The fund was actually approved by the state congress back in 2016, but it wasn’t enforced until now. And unlike the “entry tax” charged to tourists in some international markets, visitors won't be forced or unduly coerced into making a contribution. While the contribution is established by state law, visitors who do not contribute cannot be compelled to do so, ensuring no visitor can be detained or otherwise have their travel restricted as a result of nonpayment.
The government of Baja California Sur will implement the Fund for a Sustainable Baja California Sur to better provide support for important initiatives needed to strengthen security, health, housing, employment, culture and infrastructure statewide.
Other popular tourist destinations have also adopted some form of tourism tax over the years, in order to combat some of the negative effects of overtourism. As more and more people decide to travel to well-known destinations, the influx of visitors can take a toll on the local infrastructure and social services in the area. Problems arise, such as traffic congestion, damage to natural habitats, and disruption of the local landmarks.

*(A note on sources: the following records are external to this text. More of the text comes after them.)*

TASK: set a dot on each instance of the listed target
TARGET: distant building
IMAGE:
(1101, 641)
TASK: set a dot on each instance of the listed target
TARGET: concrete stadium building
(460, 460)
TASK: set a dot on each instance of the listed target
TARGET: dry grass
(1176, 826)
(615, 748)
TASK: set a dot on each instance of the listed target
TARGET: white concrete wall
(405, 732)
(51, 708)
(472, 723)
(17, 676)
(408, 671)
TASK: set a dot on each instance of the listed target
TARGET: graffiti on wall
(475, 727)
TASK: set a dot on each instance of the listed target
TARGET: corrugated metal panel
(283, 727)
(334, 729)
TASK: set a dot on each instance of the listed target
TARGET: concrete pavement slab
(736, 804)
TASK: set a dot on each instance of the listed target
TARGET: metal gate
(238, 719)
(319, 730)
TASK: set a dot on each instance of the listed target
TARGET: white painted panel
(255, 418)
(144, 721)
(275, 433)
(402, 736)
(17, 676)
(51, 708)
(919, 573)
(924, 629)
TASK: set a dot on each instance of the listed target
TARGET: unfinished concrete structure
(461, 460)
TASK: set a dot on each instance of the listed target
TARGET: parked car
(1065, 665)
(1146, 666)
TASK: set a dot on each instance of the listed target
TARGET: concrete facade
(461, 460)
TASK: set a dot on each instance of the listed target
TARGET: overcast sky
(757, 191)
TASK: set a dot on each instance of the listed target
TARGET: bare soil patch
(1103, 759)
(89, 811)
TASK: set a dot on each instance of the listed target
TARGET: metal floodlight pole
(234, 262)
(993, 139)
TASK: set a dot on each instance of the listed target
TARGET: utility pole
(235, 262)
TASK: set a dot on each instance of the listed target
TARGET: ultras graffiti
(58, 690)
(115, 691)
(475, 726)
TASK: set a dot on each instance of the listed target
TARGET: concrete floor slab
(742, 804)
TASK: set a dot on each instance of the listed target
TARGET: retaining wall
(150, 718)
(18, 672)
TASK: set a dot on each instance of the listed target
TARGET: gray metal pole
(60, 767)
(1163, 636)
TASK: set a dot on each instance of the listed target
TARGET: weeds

Venice has instituted a tourism tax for day-trippers to help curtail the impact visitors have on the local environment and social services. Countries like Spain and Italy, which draw huge numbers of international visitors every year, also charge a tourism tax. And Amsterdam, which already had one of the highest tourism tax rates in Europe, recently added an additional levy of $3 per person per night for visitors staying at a hotel.
The Baja California Sur government expects to raise at least 490 million pesos (US$25.6 million) annually for the fund, which the government says will be used for infrastructure and social services.
Advisors already face an uphill battle in closing sales to Mexico—according to Travel Market Report’s “2019 Outlook on Mexico,” nearly eight in ten advisors said they have clients tell them they didn’t want to travel to Mexico during the past six months.